Here's a live performance from the Teatro Real Quartet, as a taster.


Easily Recommended

Philharmonia Chamber Players
Ludwig
Parisii
Tartini
Schoenberg
Chilingirian

Highly recommended

Doric - there was a lot of hype about this one in the British press and whilst the playing is gorgeous and the ensemble/ intonation is perfect the recording is much too low and the the Doric are much too delicate for me, especially in the 3rd movement.
Gaggini - close, dry recording but a brisk and captivating effort with a greater sense of urgency and some lovely, expressive playing. Technically not as sound as some others but they thoroughly convinced me with their enthusiasm.
Spiegel - if a sweet tone is your desire this will leave you eminently satisfied. There's some delightful first violin playing and MDG's sound is its usual high quality.
Manfred - colour and texture are exquisite in this account.
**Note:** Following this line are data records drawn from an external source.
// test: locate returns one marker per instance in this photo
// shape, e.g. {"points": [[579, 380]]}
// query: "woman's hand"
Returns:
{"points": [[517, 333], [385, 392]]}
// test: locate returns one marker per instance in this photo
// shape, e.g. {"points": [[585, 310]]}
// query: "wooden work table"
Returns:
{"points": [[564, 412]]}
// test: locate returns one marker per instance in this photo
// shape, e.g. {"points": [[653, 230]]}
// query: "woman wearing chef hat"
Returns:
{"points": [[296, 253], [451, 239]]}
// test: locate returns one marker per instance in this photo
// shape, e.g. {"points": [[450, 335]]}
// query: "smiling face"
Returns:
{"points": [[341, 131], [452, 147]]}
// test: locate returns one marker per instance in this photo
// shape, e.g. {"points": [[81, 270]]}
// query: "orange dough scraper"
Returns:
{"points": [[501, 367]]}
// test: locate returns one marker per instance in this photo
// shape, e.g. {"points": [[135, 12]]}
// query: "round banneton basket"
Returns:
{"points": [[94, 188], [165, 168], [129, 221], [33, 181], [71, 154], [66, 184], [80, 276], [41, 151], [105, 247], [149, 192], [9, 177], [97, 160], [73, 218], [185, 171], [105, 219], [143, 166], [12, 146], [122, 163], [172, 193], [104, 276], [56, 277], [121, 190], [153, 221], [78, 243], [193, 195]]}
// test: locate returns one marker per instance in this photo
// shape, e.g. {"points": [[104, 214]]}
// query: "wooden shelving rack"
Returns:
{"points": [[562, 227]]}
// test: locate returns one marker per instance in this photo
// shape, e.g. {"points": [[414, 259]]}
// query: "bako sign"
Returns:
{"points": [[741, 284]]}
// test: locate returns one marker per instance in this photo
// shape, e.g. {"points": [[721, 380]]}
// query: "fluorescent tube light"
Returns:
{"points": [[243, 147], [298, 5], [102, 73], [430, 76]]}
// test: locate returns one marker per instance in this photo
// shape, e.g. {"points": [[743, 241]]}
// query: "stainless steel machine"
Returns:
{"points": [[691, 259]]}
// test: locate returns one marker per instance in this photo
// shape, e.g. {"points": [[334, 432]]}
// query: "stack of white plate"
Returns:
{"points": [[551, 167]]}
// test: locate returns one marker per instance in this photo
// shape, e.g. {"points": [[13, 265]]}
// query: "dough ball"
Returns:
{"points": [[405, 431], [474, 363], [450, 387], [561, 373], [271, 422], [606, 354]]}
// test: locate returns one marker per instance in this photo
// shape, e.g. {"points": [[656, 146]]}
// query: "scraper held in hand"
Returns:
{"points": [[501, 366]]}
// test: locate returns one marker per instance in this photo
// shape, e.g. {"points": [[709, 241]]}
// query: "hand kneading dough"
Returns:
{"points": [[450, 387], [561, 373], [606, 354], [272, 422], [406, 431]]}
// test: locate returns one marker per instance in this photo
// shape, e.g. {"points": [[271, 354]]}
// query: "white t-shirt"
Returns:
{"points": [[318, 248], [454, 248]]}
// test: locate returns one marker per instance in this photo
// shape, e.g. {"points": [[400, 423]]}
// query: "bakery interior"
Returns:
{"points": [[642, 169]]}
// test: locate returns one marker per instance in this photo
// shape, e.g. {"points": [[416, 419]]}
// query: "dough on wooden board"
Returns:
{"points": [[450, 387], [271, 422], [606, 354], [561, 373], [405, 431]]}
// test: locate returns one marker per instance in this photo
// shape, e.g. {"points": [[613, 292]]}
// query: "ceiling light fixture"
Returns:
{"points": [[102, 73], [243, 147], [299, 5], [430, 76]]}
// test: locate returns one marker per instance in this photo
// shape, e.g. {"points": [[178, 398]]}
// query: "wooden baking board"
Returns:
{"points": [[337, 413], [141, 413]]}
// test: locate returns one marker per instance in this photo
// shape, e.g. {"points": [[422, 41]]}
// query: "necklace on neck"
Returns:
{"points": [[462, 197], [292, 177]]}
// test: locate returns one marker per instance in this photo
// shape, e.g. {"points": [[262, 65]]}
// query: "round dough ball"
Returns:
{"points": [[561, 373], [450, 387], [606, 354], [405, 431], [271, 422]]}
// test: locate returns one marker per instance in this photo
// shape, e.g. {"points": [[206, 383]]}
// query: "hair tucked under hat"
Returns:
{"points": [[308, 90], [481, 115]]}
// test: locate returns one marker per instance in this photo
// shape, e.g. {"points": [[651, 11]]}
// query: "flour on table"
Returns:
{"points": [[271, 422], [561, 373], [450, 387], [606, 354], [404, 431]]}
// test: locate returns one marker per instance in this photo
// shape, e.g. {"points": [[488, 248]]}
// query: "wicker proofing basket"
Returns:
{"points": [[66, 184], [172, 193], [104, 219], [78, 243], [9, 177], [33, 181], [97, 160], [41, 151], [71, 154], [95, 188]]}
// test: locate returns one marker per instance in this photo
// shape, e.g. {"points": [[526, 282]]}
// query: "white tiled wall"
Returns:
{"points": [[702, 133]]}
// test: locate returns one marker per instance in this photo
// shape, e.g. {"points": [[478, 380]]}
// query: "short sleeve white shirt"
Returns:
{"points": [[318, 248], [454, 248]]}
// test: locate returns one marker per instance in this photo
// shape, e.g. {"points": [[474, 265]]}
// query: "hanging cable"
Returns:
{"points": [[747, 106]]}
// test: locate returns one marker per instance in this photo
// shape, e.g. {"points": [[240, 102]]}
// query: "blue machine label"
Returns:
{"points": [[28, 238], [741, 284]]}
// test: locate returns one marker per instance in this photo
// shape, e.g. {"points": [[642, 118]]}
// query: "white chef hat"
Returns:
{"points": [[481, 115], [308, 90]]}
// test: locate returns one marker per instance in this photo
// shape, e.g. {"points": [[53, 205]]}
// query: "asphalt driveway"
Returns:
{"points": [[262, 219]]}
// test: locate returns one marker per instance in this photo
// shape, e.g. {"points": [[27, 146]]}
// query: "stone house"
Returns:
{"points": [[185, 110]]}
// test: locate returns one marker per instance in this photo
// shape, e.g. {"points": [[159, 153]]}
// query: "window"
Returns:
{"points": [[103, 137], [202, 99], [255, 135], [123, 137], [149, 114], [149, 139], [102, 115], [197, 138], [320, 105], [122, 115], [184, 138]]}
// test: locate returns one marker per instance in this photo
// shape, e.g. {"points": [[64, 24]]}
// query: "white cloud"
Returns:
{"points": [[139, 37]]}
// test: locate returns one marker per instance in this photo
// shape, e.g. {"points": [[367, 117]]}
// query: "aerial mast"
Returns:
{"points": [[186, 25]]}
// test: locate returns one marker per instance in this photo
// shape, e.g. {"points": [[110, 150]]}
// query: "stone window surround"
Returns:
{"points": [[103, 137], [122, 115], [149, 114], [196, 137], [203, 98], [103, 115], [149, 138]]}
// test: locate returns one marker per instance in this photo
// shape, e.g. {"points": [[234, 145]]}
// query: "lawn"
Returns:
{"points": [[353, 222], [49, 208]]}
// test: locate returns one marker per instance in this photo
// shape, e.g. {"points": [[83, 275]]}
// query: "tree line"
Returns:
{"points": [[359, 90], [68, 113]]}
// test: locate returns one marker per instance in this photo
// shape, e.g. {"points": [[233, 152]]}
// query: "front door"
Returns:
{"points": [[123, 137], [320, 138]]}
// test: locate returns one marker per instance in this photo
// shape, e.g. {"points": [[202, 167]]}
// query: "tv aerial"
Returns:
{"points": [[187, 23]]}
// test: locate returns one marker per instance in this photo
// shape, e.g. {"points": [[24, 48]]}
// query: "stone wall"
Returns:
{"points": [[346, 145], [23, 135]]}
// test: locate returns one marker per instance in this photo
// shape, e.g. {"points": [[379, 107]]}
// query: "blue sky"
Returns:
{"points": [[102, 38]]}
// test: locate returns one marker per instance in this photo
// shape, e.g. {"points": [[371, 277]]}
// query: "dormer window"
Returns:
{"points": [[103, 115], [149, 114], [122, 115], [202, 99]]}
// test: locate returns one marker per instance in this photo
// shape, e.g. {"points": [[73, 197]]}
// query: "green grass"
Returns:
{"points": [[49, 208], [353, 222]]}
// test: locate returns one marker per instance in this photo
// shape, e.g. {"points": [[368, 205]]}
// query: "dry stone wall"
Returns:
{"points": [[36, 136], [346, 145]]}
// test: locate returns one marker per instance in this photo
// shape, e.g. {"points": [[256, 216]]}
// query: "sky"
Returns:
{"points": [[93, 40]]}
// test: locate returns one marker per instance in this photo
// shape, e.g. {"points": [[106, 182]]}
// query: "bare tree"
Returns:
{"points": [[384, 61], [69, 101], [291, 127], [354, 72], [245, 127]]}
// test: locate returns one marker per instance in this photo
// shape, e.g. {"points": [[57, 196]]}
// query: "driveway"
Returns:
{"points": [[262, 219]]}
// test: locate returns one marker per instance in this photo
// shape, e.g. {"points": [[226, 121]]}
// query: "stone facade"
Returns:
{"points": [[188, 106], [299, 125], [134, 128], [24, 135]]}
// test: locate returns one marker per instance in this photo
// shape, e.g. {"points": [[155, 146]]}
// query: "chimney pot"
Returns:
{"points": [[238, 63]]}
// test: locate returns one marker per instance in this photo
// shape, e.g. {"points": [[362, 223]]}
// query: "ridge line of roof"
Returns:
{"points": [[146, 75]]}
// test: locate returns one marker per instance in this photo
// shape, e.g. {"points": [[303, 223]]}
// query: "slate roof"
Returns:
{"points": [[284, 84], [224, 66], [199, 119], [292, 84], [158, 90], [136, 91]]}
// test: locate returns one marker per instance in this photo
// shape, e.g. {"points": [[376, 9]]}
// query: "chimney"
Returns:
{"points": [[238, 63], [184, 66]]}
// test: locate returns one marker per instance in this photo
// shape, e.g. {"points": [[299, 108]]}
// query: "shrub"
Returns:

This is a reading rich in ensemble and articulation and with fine recorded sound.
Ensemble Cesar Franck - I held out little hope for this one (I've never heard of the ensemble) but the pacing, crisp lines and depth of sound thoroughly impressed me.
Quatuor Athenaeum-Enesco - as above, this group know how to pace this quartet and play out of their skins, giving me a huge surprise.

Top Pick

Via Nova (1970)
- over 50 years old but it beats the rest hands-down for me. The Via Nova aren't afraid to put a bit of backbone into Chausson's wishy-washiness and imbue every bar with strong phrasing. The analogue sound may not be as crystal clear as the newer recordings but the immediacy wins every time . Beauty and strength combined and a 3rd movement that leaves the opposition in its trail.